HB 393 last session became a flashpoint for debate over the broader goals of the school choice movement. The positions held by supporters and opponents once more bubbled to the surface Tuesday as the committee’s members, participating virtually, introduced themselves. Pimentel reiterated her past endorsement of the new law, and Tschida applauded the savings accounts as a way to put parent access and student needs first. Several members, including Katherine Walter of White Sulphur Springs, referenced their own experiences as parents of children with disabilities as a key motivating factor for joining the committee.
“I want to help in any way possible to make it easier for the parents of special needs children to get their kids the education that they need,” Walter said, “because it doesn’t always fit in the same box and it doesn’t always fit in the public setting.”

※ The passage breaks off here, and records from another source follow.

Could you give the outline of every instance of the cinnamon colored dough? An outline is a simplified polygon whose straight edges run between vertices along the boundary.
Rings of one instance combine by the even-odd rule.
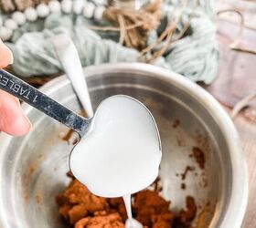
[[[57,196],[61,217],[73,228],[124,228],[127,219],[122,198],[98,197],[72,178],[69,185]],[[157,182],[155,183],[157,186]],[[197,214],[193,197],[187,197],[187,209],[178,214],[170,211],[170,202],[159,194],[159,188],[144,190],[133,196],[133,217],[144,228],[190,228]]]

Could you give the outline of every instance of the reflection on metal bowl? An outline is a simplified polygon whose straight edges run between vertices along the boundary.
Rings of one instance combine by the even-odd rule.
[[[85,72],[94,108],[111,95],[126,94],[152,111],[163,144],[163,194],[172,201],[172,209],[183,208],[186,196],[192,195],[198,206],[196,227],[240,227],[247,168],[237,131],[218,102],[181,76],[149,65],[105,65]],[[41,89],[80,112],[65,76]],[[65,227],[55,196],[69,182],[66,172],[73,145],[62,139],[69,130],[23,107],[33,122],[32,131],[23,138],[0,136],[0,227]],[[204,153],[204,168],[192,155],[194,147]]]

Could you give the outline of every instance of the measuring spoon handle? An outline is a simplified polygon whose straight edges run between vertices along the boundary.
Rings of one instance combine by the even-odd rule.
[[[38,89],[5,70],[0,70],[0,89],[12,94],[66,125],[68,128],[74,130],[80,137],[85,134],[91,123],[91,119],[79,116]]]

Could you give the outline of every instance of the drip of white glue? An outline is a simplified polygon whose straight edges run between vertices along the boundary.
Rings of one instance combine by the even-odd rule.
[[[155,120],[142,103],[114,96],[99,106],[91,130],[70,155],[72,173],[92,193],[123,197],[127,228],[143,227],[133,219],[131,194],[148,187],[158,175],[158,137]]]
[[[125,228],[143,228],[143,224],[140,223],[137,220],[133,218],[132,213],[132,203],[131,203],[131,195],[125,195],[123,197],[124,205],[126,208],[126,212],[128,219],[125,223]]]

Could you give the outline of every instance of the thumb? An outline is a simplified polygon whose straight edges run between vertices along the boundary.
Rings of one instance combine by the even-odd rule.
[[[13,136],[21,136],[31,129],[31,123],[20,108],[19,101],[0,90],[0,130]]]

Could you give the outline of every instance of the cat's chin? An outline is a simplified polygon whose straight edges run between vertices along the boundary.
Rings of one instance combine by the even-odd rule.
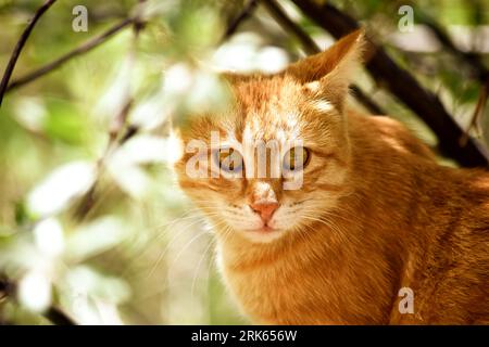
[[[271,243],[280,239],[285,234],[285,231],[264,227],[261,229],[244,230],[240,233],[243,237],[254,243]]]

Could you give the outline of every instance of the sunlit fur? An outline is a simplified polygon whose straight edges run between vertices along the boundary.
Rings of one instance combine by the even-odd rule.
[[[344,106],[362,42],[356,31],[281,74],[228,75],[233,107],[178,130],[184,144],[218,130],[244,162],[255,140],[301,139],[300,190],[190,179],[191,153],[176,164],[179,184],[214,224],[225,282],[255,323],[489,323],[489,178],[441,167],[399,123]],[[256,231],[260,198],[280,204],[276,231]],[[404,286],[414,314],[398,310]]]

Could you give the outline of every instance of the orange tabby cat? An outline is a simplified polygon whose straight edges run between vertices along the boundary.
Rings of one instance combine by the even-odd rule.
[[[187,147],[210,146],[208,175],[190,175],[187,151],[179,184],[255,323],[487,324],[489,176],[439,166],[399,123],[344,107],[363,41],[355,31],[276,75],[227,75],[233,106],[179,129]],[[259,140],[280,147],[265,176],[248,169]]]

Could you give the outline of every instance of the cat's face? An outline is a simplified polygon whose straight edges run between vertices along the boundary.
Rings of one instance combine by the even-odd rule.
[[[306,232],[348,192],[348,83],[336,74],[351,51],[334,49],[322,54],[342,49],[336,64],[316,56],[329,64],[326,72],[308,70],[311,62],[300,66],[303,61],[274,76],[228,76],[231,106],[193,116],[179,130],[186,146],[176,164],[180,187],[223,235],[271,242]]]

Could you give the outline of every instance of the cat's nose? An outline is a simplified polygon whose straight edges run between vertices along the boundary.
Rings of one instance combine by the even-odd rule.
[[[262,220],[265,222],[271,220],[273,214],[278,208],[278,206],[279,206],[278,203],[275,202],[250,204],[251,209],[254,210],[256,214],[259,214],[260,217],[262,217]]]

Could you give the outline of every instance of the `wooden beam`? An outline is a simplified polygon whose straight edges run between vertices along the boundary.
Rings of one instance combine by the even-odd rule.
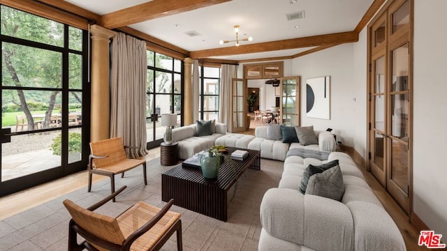
[[[70,3],[65,1],[60,0],[38,0],[38,1],[54,6],[59,10],[64,10],[70,13],[75,14],[82,17],[96,22],[99,22],[101,20],[101,15],[91,11],[87,10],[85,8],[75,6],[73,3]]]
[[[127,34],[135,36],[146,41],[147,49],[163,53],[166,56],[183,60],[189,54],[189,52],[182,49],[175,45],[171,45],[153,36],[149,36],[145,33],[137,31],[129,26],[121,27],[117,29],[118,31],[122,31]]]
[[[307,55],[307,54],[309,54],[311,53],[314,53],[314,52],[316,52],[321,51],[322,50],[330,48],[331,47],[334,47],[334,46],[338,45],[341,45],[341,44],[337,43],[337,44],[333,44],[333,45],[327,45],[318,46],[318,47],[315,47],[315,48],[307,50],[307,51],[304,51],[302,52],[297,53],[295,55],[292,56],[292,59],[298,58],[298,56]]]
[[[105,14],[100,24],[108,29],[115,29],[230,1],[154,0]]]
[[[385,1],[386,1],[386,0],[374,0],[374,1],[371,3],[366,13],[365,13],[363,17],[362,17],[360,21],[358,22],[356,29],[354,29],[354,31],[360,33],[363,28],[365,28],[368,22],[369,22],[369,20],[371,20],[372,17],[376,15],[376,13],[377,13]]]
[[[279,41],[260,43],[252,45],[233,46],[191,52],[191,59],[202,59],[212,56],[238,55],[247,53],[271,52],[275,50],[303,48],[307,47],[353,43],[358,40],[358,33],[354,31],[292,38]]]
[[[38,1],[32,0],[0,0],[0,3],[52,20],[67,24],[76,28],[87,29],[88,27],[87,19]]]

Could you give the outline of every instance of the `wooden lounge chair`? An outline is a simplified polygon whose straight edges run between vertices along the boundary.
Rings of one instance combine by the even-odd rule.
[[[94,212],[124,190],[121,188],[96,204],[84,208],[66,199],[72,219],[68,226],[68,250],[159,250],[177,232],[177,248],[182,250],[180,214],[168,211],[174,200],[159,208],[137,202],[116,218]],[[78,234],[85,240],[78,243]]]
[[[142,165],[145,185],[147,185],[146,178],[146,160],[127,158],[122,137],[90,142],[91,154],[89,156],[89,192],[91,190],[91,175],[93,174],[105,175],[110,178],[112,193],[115,192],[115,175],[121,174],[133,167]],[[112,199],[115,202],[115,197]]]

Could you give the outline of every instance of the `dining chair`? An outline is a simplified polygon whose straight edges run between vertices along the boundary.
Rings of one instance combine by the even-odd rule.
[[[93,174],[105,175],[110,178],[112,193],[115,192],[115,175],[121,174],[124,176],[124,172],[142,165],[145,185],[147,185],[146,178],[146,160],[129,159],[126,154],[125,148],[136,148],[124,146],[121,137],[103,139],[90,142],[91,154],[89,156],[89,187],[88,192],[91,190],[91,176]],[[115,201],[115,197],[112,199]]]
[[[68,224],[68,250],[159,250],[177,232],[177,248],[182,250],[180,214],[169,211],[170,199],[159,208],[138,201],[117,218],[94,212],[126,188],[123,186],[93,206],[85,208],[63,201],[71,215]],[[78,235],[83,240],[78,243]]]

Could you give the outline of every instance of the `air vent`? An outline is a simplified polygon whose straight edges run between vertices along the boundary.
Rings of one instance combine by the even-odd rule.
[[[301,10],[293,13],[286,14],[286,16],[287,17],[287,21],[303,19],[305,18],[305,11]]]
[[[196,31],[186,31],[184,33],[189,36],[190,37],[200,36],[200,33]]]

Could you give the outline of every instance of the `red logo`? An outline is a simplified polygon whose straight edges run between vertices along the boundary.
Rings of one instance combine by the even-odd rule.
[[[446,244],[441,243],[441,237],[442,234],[435,234],[434,231],[421,231],[418,244],[428,248],[444,248]]]

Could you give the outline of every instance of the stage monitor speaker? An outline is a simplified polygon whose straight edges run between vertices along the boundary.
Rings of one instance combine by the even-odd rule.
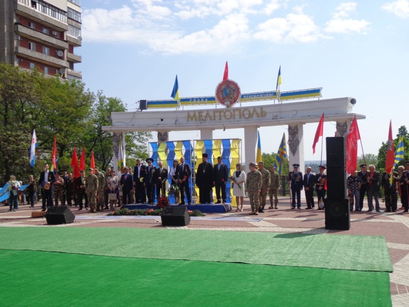
[[[325,229],[348,230],[351,227],[349,200],[326,199]]]
[[[161,215],[164,226],[187,226],[190,223],[190,215],[186,207],[165,207]]]
[[[69,224],[75,218],[75,215],[66,206],[49,207],[44,216],[47,224],[50,225]]]

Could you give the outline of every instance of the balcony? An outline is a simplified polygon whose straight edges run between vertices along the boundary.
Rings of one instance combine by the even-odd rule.
[[[54,36],[49,35],[22,25],[16,24],[14,26],[16,34],[24,37],[29,37],[34,40],[46,43],[49,45],[59,49],[68,49],[68,43],[66,41],[56,38]]]
[[[80,55],[70,52],[67,53],[67,60],[73,63],[81,63],[82,61]]]
[[[48,26],[53,29],[55,29],[59,31],[68,30],[67,24],[47,16],[38,10],[25,6],[19,2],[16,2],[15,5],[16,13],[18,13],[22,16],[25,16],[34,21]]]
[[[59,58],[47,55],[37,51],[33,51],[27,48],[21,47],[21,46],[16,46],[15,53],[16,55],[29,59],[33,61],[39,62],[44,64],[50,64],[52,63],[54,66],[69,67],[68,62],[61,60]]]

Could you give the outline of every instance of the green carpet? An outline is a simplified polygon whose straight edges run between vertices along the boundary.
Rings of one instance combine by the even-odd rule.
[[[0,248],[392,272],[383,237],[89,227],[2,227]]]
[[[7,250],[0,262],[4,306],[392,306],[385,272]]]

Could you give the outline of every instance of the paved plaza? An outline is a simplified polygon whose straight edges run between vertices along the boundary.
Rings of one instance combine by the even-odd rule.
[[[325,228],[325,212],[323,210],[291,210],[288,198],[279,198],[279,209],[266,210],[258,216],[249,215],[251,212],[248,199],[245,199],[243,211],[226,213],[207,213],[203,217],[192,218],[185,227],[169,227],[180,231],[189,229],[224,230],[228,231],[260,231],[301,233],[329,233],[337,234],[375,235],[384,236],[393,264],[394,272],[390,273],[391,293],[394,307],[409,306],[409,214],[384,212],[384,204],[381,203],[381,212],[367,212],[366,205],[361,212],[351,212],[351,229],[348,231],[327,230]],[[303,204],[305,202],[302,202]],[[266,207],[269,206],[267,205]],[[400,206],[398,206],[400,207]],[[0,207],[0,226],[20,227],[140,227],[162,228],[160,216],[138,218],[135,216],[120,216],[104,218],[108,211],[87,213],[85,210],[72,211],[77,218],[72,224],[48,225],[45,218],[32,218],[31,212],[41,209],[37,204],[34,209],[20,205],[16,212],[7,212],[8,206]],[[222,218],[235,217],[235,218]],[[308,257],[308,255],[300,255]],[[319,259],[316,259],[320,261]]]

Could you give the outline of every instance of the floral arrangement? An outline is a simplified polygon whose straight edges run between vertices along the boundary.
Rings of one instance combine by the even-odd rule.
[[[175,184],[172,184],[168,189],[168,193],[169,195],[172,195],[175,193],[179,193],[179,187]]]
[[[162,208],[164,207],[167,207],[169,205],[169,200],[167,197],[162,196],[157,201],[157,206]]]

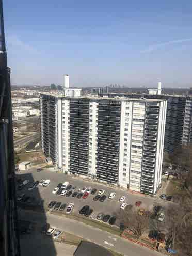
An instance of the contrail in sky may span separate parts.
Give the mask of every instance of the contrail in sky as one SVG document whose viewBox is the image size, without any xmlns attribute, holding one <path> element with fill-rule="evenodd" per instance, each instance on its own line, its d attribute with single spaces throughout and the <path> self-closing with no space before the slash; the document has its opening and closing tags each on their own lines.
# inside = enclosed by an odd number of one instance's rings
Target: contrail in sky
<svg viewBox="0 0 192 256">
<path fill-rule="evenodd" d="M 185 42 L 191 41 L 192 38 L 187 38 L 186 39 L 180 39 L 177 40 L 170 41 L 169 42 L 166 42 L 165 43 L 158 43 L 153 45 L 151 45 L 148 48 L 141 51 L 141 53 L 151 53 L 156 49 L 162 48 L 162 47 L 169 45 L 170 44 L 174 44 L 175 43 L 182 43 Z"/>
</svg>

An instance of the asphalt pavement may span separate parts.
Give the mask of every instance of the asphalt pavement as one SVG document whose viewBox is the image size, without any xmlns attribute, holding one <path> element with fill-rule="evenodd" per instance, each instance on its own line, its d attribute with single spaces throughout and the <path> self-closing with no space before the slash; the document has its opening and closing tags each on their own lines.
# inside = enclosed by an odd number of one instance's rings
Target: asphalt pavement
<svg viewBox="0 0 192 256">
<path fill-rule="evenodd" d="M 45 220 L 44 213 L 19 209 L 18 214 L 21 219 L 38 222 L 44 221 Z M 46 215 L 47 222 L 52 226 L 109 248 L 125 256 L 155 256 L 159 253 L 84 223 L 63 216 L 54 215 L 49 212 Z"/>
</svg>

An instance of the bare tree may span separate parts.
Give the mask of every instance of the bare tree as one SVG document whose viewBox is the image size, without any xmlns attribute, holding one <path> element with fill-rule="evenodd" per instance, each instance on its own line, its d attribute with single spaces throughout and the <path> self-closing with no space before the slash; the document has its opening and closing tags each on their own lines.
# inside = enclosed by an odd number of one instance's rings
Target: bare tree
<svg viewBox="0 0 192 256">
<path fill-rule="evenodd" d="M 139 240 L 145 231 L 149 227 L 149 217 L 140 215 L 136 211 L 125 209 L 120 213 L 120 218 L 125 227 L 133 232 L 135 238 Z"/>
</svg>

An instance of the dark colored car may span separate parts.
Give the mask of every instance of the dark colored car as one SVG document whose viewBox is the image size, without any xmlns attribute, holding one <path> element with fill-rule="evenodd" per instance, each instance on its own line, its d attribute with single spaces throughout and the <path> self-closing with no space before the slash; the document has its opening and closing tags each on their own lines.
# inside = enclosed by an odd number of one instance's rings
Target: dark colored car
<svg viewBox="0 0 192 256">
<path fill-rule="evenodd" d="M 156 230 L 151 230 L 149 232 L 148 237 L 151 240 L 155 241 L 157 238 L 158 232 Z"/>
<path fill-rule="evenodd" d="M 62 183 L 59 183 L 57 185 L 57 187 L 58 187 L 59 188 L 60 188 L 62 187 Z"/>
<path fill-rule="evenodd" d="M 61 207 L 59 209 L 59 211 L 63 211 L 66 206 L 67 203 L 63 203 L 62 204 L 61 204 Z"/>
<path fill-rule="evenodd" d="M 57 202 L 57 203 L 55 205 L 54 209 L 58 210 L 58 209 L 61 205 L 61 203 L 60 202 Z"/>
<path fill-rule="evenodd" d="M 115 224 L 116 221 L 116 218 L 115 217 L 111 217 L 111 218 L 109 220 L 109 223 L 111 225 Z"/>
<path fill-rule="evenodd" d="M 59 190 L 57 192 L 57 195 L 60 195 L 61 194 L 61 192 L 63 190 L 64 190 L 64 188 L 59 188 Z"/>
<path fill-rule="evenodd" d="M 46 233 L 48 229 L 50 228 L 50 225 L 49 223 L 46 223 L 44 226 L 42 228 L 42 233 Z"/>
<path fill-rule="evenodd" d="M 72 185 L 68 185 L 68 186 L 67 187 L 66 189 L 68 191 L 69 191 L 71 189 L 72 187 Z"/>
<path fill-rule="evenodd" d="M 168 196 L 166 197 L 166 200 L 167 201 L 171 201 L 173 199 L 173 196 Z"/>
<path fill-rule="evenodd" d="M 124 223 L 120 223 L 119 224 L 119 229 L 121 230 L 121 231 L 123 231 L 125 229 L 125 225 L 124 225 Z"/>
<path fill-rule="evenodd" d="M 97 218 L 98 219 L 99 219 L 100 220 L 101 220 L 103 219 L 103 217 L 104 216 L 104 215 L 104 215 L 104 213 L 100 213 L 98 215 L 98 216 L 97 216 Z"/>
<path fill-rule="evenodd" d="M 99 199 L 100 202 L 104 202 L 106 199 L 107 198 L 107 196 L 105 195 L 102 196 Z"/>
<path fill-rule="evenodd" d="M 73 193 L 72 194 L 72 196 L 73 197 L 76 197 L 77 195 L 78 195 L 78 192 L 73 192 Z"/>
<path fill-rule="evenodd" d="M 72 191 L 68 191 L 66 194 L 66 197 L 70 197 L 72 194 Z"/>
<path fill-rule="evenodd" d="M 78 193 L 77 196 L 77 198 L 78 198 L 79 199 L 81 197 L 82 197 L 83 195 L 83 193 Z"/>
<path fill-rule="evenodd" d="M 107 222 L 110 219 L 110 216 L 109 215 L 109 214 L 107 214 L 106 215 L 105 215 L 103 218 L 103 221 L 104 221 L 104 222 Z"/>
<path fill-rule="evenodd" d="M 34 185 L 36 187 L 38 185 L 39 185 L 39 181 L 36 181 L 34 182 Z"/>
<path fill-rule="evenodd" d="M 48 208 L 53 208 L 53 207 L 54 207 L 54 206 L 55 205 L 55 204 L 56 203 L 57 203 L 57 202 L 56 201 L 52 201 L 48 204 Z"/>
<path fill-rule="evenodd" d="M 86 211 L 86 213 L 85 213 L 85 216 L 86 217 L 89 217 L 93 212 L 93 209 L 91 209 L 90 208 L 88 210 Z"/>
<path fill-rule="evenodd" d="M 80 210 L 79 213 L 79 214 L 85 214 L 85 213 L 89 210 L 89 206 L 88 205 L 85 205 L 85 206 L 82 207 L 82 208 Z"/>
<path fill-rule="evenodd" d="M 91 195 L 94 195 L 97 192 L 97 189 L 96 188 L 93 188 L 93 189 L 92 189 L 91 191 Z"/>
<path fill-rule="evenodd" d="M 100 196 L 99 195 L 97 195 L 93 198 L 93 200 L 94 201 L 98 201 L 100 198 L 100 197 L 101 197 L 101 196 Z"/>
</svg>

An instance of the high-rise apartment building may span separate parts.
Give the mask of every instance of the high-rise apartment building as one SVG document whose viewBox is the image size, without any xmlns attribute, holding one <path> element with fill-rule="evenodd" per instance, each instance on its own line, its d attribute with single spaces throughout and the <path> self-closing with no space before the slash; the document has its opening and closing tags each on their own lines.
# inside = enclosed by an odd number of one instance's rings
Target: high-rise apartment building
<svg viewBox="0 0 192 256">
<path fill-rule="evenodd" d="M 153 195 L 167 101 L 41 95 L 41 141 L 63 172 Z"/>
</svg>

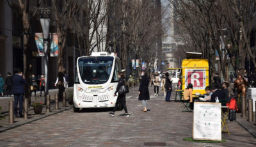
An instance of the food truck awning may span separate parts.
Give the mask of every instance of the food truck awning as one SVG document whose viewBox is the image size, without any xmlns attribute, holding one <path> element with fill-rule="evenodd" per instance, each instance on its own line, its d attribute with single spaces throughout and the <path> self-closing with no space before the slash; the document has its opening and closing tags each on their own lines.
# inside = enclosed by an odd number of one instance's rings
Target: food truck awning
<svg viewBox="0 0 256 147">
<path fill-rule="evenodd" d="M 167 68 L 166 70 L 181 70 L 182 68 L 177 67 L 177 68 Z"/>
<path fill-rule="evenodd" d="M 201 59 L 202 57 L 201 52 L 187 52 L 186 54 L 187 59 Z"/>
</svg>

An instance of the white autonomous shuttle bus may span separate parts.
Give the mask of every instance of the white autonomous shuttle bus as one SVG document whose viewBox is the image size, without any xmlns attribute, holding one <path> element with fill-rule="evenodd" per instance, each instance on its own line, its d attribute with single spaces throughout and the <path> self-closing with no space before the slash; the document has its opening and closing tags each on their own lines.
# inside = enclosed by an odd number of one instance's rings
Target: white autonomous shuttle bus
<svg viewBox="0 0 256 147">
<path fill-rule="evenodd" d="M 77 58 L 74 85 L 74 112 L 80 108 L 115 107 L 114 97 L 122 71 L 120 59 L 108 52 L 93 52 Z"/>
</svg>

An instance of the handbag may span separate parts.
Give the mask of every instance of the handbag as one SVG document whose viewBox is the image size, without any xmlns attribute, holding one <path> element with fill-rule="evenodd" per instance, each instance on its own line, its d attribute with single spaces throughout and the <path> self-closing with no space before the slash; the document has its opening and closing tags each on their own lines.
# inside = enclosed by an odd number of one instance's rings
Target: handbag
<svg viewBox="0 0 256 147">
<path fill-rule="evenodd" d="M 118 94 L 119 95 L 124 95 L 125 93 L 129 93 L 129 88 L 127 85 L 123 85 L 120 87 L 118 89 Z"/>
</svg>

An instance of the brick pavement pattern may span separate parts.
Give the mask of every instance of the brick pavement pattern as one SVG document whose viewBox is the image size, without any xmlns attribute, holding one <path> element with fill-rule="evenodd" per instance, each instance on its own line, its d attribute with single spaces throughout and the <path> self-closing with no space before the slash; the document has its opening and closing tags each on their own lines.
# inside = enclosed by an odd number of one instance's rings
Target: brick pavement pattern
<svg viewBox="0 0 256 147">
<path fill-rule="evenodd" d="M 150 91 L 152 95 L 153 89 Z M 111 116 L 109 109 L 79 113 L 71 109 L 1 133 L 0 146 L 143 146 L 146 142 L 167 146 L 256 146 L 256 139 L 236 122 L 228 123 L 230 135 L 222 134 L 226 143 L 184 141 L 191 137 L 193 112 L 180 112 L 179 102 L 166 102 L 160 93 L 150 97 L 151 111 L 143 112 L 138 88 L 127 98 L 130 117 Z"/>
</svg>

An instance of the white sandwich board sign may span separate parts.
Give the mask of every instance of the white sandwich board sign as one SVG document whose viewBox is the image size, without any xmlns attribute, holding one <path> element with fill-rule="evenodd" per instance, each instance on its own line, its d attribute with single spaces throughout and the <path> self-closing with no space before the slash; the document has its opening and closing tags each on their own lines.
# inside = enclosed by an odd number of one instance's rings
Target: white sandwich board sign
<svg viewBox="0 0 256 147">
<path fill-rule="evenodd" d="M 194 103 L 192 137 L 195 140 L 221 141 L 220 103 Z"/>
</svg>

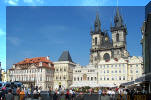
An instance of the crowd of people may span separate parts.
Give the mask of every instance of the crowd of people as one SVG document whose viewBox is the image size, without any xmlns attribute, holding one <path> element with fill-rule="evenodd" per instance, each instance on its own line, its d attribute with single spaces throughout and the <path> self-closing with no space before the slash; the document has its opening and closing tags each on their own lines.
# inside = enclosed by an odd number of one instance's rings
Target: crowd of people
<svg viewBox="0 0 151 100">
<path fill-rule="evenodd" d="M 125 88 L 70 88 L 70 89 L 56 89 L 51 88 L 47 92 L 49 100 L 86 100 L 86 97 L 96 95 L 97 100 L 105 100 L 104 97 L 108 97 L 109 100 L 134 100 L 134 95 L 145 94 L 144 92 L 138 92 L 136 89 Z M 1 100 L 27 100 L 27 98 L 46 100 L 41 93 L 41 87 L 31 86 L 30 88 L 17 87 L 7 89 L 5 86 L 0 93 Z"/>
</svg>

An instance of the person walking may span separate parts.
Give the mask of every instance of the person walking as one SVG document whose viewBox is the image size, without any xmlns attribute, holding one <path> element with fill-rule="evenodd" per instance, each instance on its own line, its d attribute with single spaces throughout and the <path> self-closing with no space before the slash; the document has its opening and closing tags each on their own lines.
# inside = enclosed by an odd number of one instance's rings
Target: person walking
<svg viewBox="0 0 151 100">
<path fill-rule="evenodd" d="M 99 95 L 98 100 L 101 100 L 101 95 L 102 95 L 102 90 L 101 90 L 101 88 L 100 88 L 99 91 L 98 91 L 98 95 Z"/>
<path fill-rule="evenodd" d="M 8 90 L 8 94 L 5 94 L 5 100 L 14 100 L 14 96 L 12 94 L 12 90 L 11 89 Z"/>
<path fill-rule="evenodd" d="M 20 99 L 19 99 L 19 100 L 24 100 L 24 98 L 25 98 L 24 89 L 22 89 L 21 92 L 20 92 L 19 94 L 20 94 Z"/>
</svg>

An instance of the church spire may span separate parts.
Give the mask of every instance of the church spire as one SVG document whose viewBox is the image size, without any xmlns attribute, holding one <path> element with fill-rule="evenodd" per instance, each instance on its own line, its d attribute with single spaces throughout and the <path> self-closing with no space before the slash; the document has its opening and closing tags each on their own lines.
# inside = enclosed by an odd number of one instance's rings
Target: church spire
<svg viewBox="0 0 151 100">
<path fill-rule="evenodd" d="M 123 19 L 120 15 L 119 8 L 116 8 L 116 15 L 114 16 L 114 25 L 115 27 L 122 27 L 123 26 Z"/>
<path fill-rule="evenodd" d="M 101 31 L 101 22 L 100 22 L 98 13 L 96 13 L 96 19 L 94 22 L 94 27 L 95 27 L 95 32 Z"/>
</svg>

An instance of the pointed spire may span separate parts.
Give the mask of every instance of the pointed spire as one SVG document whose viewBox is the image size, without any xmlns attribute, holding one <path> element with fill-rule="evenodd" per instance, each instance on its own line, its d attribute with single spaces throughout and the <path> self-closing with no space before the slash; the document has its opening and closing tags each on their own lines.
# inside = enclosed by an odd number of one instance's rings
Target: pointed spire
<svg viewBox="0 0 151 100">
<path fill-rule="evenodd" d="M 101 31 L 101 22 L 99 19 L 98 12 L 96 13 L 96 19 L 95 19 L 94 27 L 95 27 L 95 31 Z"/>
<path fill-rule="evenodd" d="M 120 15 L 118 7 L 116 8 L 116 15 L 114 16 L 114 24 L 115 24 L 115 27 L 123 26 L 123 19 L 122 19 L 122 16 Z"/>
</svg>

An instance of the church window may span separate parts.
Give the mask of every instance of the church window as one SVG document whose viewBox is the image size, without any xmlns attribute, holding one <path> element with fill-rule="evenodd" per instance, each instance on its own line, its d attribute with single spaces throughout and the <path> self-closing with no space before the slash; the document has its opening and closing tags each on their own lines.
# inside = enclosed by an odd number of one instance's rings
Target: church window
<svg viewBox="0 0 151 100">
<path fill-rule="evenodd" d="M 93 77 L 91 77 L 91 81 L 93 81 Z"/>
<path fill-rule="evenodd" d="M 79 77 L 78 77 L 78 81 L 79 81 Z"/>
<path fill-rule="evenodd" d="M 95 45 L 97 45 L 97 37 L 95 37 Z"/>
<path fill-rule="evenodd" d="M 133 71 L 131 70 L 131 73 L 133 73 Z"/>
<path fill-rule="evenodd" d="M 95 77 L 95 81 L 96 81 L 96 77 Z"/>
<path fill-rule="evenodd" d="M 121 76 L 119 76 L 119 80 L 121 80 Z"/>
<path fill-rule="evenodd" d="M 116 41 L 119 42 L 119 34 L 116 34 Z"/>
<path fill-rule="evenodd" d="M 104 60 L 110 60 L 110 55 L 108 53 L 105 53 L 103 58 Z"/>
</svg>

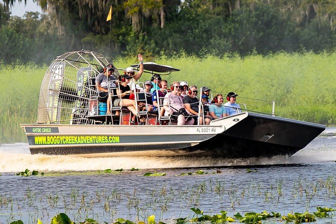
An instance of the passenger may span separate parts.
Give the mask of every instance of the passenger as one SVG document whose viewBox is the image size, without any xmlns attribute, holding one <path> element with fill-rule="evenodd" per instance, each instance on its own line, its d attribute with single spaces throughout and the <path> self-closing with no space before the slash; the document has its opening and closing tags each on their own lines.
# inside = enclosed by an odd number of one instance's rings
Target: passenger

Others on the committee articulated a long-held apprehension that savings accounts effectively redirect public education funding to the private sector. Sarah Whitney, a Great Falls parent, said she was “very concerned” about oversight of the new program. Curtiss echoed those concerns.
“My interest is to make sure that this isn’t just a transfer of public dollars into private schools,” Curtiss said of her role on the committee, adding that she also intends to ensure that Individualized Education Plans — federally mandated documents developed for each student with special needs in the U.S. — serve as a primary guide in HB 393’s implementation.
How much state funding is redirected to the education savings account program will ultimately depend on the number of students who participate. But a fiscal note prepared for HB 393 last spring estimated that the maximum amount would be roughly $140 million a year over the next biennium (if only 100 students participated, the fiscal note’s estimate was around $650,000 annually). Funding for the savings accounts would be returned to OPI by the school district in which a participating student resides.
At a separate meeting Tuesday, state lawmakers got an updated look at the fiscal picture associated with HB 393. OPI Chief Financial Officer Jay Phillips presented the Legislature’s Education Interim Committee with a spreadsheet containing a district-by-district breakdown of the per-student amounts that would be redirected to the savings account program. The amounts ranged between $5,000 and $8,000 and included the per-pupil payments a district would receive from the state for those individual students. Phillips also noted for lawmakers that OPI intends to hire one full-time staffer to run the program and will put together “parent packets” for distribution to Montana families that wish to apply for accounts starting this fall.
The steering committee did receive presentations this week from three private software companies that specialize in education savings account platforms: Student First Technologies, Class Wallet and Odyssey. However, in an email to Montana Free Press Wednesday, OPI spokesperson Brian O’Leary said the agency plans to administer the education savings account program on its own for the time being.
“There is no plan to use an outside vendor at this time,” O’Leary wrote. “These presentations were helpful for the ESA Steering Committee to understand different types of platforms that are available in the market should the OPI need one in the future.”